But if you are going to wait, please don’t waste this time.

Pray for your parents every day. Use this time to show them that Jesus makes you a better not worse son or daughter. Honor them in such a way that they might be “won over without a word” and “be ready at any time to give a defense…for the hope that is in you” (1 Peter 3:1; 15).


Your Spiritual Family Matters More

Ironically, God’s care for your earthly family magnifies his greater care for your spiritual family. It is precisely because our families matter that God’s family matters so much more.

It’s not for no reason that Jesus says, “If anyone comes to me and does not hate his own father and mother, wife and children, brothers and sisters—yes, and even his own life—he cannot be my disciple” (Luke 14:26).

Just like us, the first-century Jews believed that the earthly family is our primary place of belonging. They too believed as many of our parents believe, that blood is thicker than water.

But the Spirit is thicker than blood. God is gathering an even greater family—a family defined not by blood but faith. In this household, God is our Father, Jesus is our brother and we are each other’s family bound by the Spirit (Heb 2:11–12; 1 Tim 5:1–2). God has graciously adopted us into this greater family by the Spirit of his Son (Gal 4:4–7).

The church is our truest family — this is where we really belong.

It’s no surprise then that as much as God calls us to honor our parents, there is a limit. Honoring them doesn’t justify not following or living for Jesus, and it definitely doesn’t excuse sin. In fact, Jesus says that our allegiance to family is the cost of discipleship precisely because we now belong to him and no longer to them (Matt 10:34–37; Mark 3:31–35).

That’s actually what makes baptism so important.

Baptism says to the world that we belong to Jesus and his greater family (1 Cor 12:12–13). It’s the ultimate mark of allegiance. So while baptism isn’t essential, it’s inescapably important. It draws a line in the sand. It nails our colors to the mast. And it marks the beginning of our new life in Christ. Outside our conversion, our baptism is the single most important moment of our Christian life.

Being a Christian without baptism is like being married without a ring. The ring might not make the marriage but the marriage is signed and sealed by the ring.

If you plan on waiting to be baptized, please know this: There is a line and you can’t wait forever. In fact, I suspect that the longer you wait, the greater tension you will feel between your earthly and spiritual families.

Many of our brothers and sisters in closed countries face death for following Jesus — even from their own families.

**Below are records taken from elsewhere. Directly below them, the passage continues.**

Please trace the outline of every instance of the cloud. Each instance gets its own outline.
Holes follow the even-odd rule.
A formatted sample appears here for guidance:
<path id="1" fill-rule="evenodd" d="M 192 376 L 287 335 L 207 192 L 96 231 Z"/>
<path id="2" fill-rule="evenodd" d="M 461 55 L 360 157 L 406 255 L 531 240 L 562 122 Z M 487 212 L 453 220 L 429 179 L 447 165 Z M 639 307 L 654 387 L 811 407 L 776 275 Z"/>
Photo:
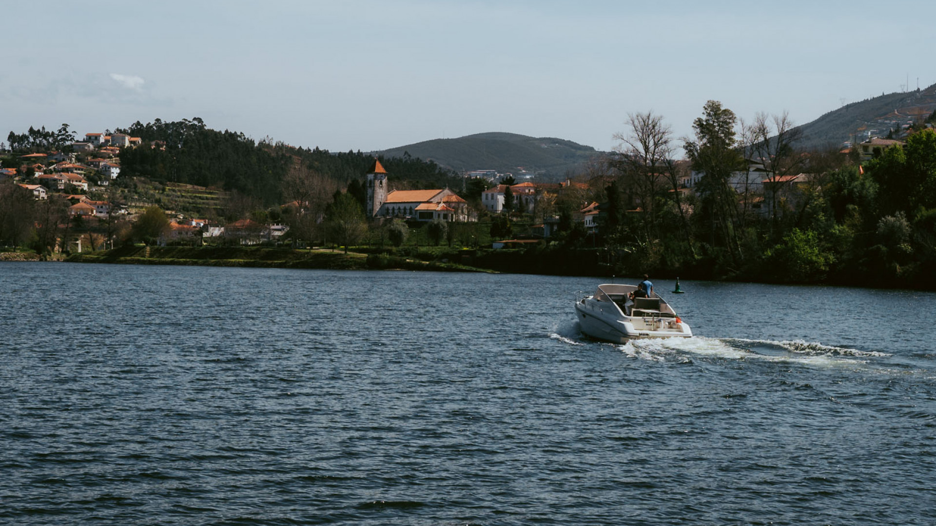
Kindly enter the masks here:
<path id="1" fill-rule="evenodd" d="M 117 80 L 121 83 L 121 85 L 129 90 L 139 91 L 143 82 L 145 82 L 142 78 L 137 77 L 136 75 L 121 75 L 120 73 L 111 73 L 110 78 Z"/>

For them, being baptized into Christ’s death takes on a whole new meaning (Romans 6:4). They understand far better than us that “if we have been united with him in the likeness of his death, we will certainly also be in the likeness of his resurrection” (6:5).

Our baptism in the face of opposition from our parents honors our persecuted brothers and sisters. If they would willingly embrace death from their own family, how willing should we embrace mere rejection from ours?


The Promise Of A Greater Family

When you decide to be baptized, whenever that might be, I can’t tell you what will happen. I don’t know if your parents will attend and I can’t promise that you won’t even suffer for it.

But know this: God has adopted you in his greater family, and “everyone who has left houses or brothers or sisters or father or mothe
r or children or fields because of my name will receive a hundred times more and will inherit eternal life” (Matt 19:29).

When your day comes, trust that your baptism will be a visible sign to your family that you belong to a greater family and that through Jesus, they can as well.

Whatever decision you make and whatever might happen, never forget: “Even if my father and mother abandon me, the LORD cares for me” (Psalms 27:10).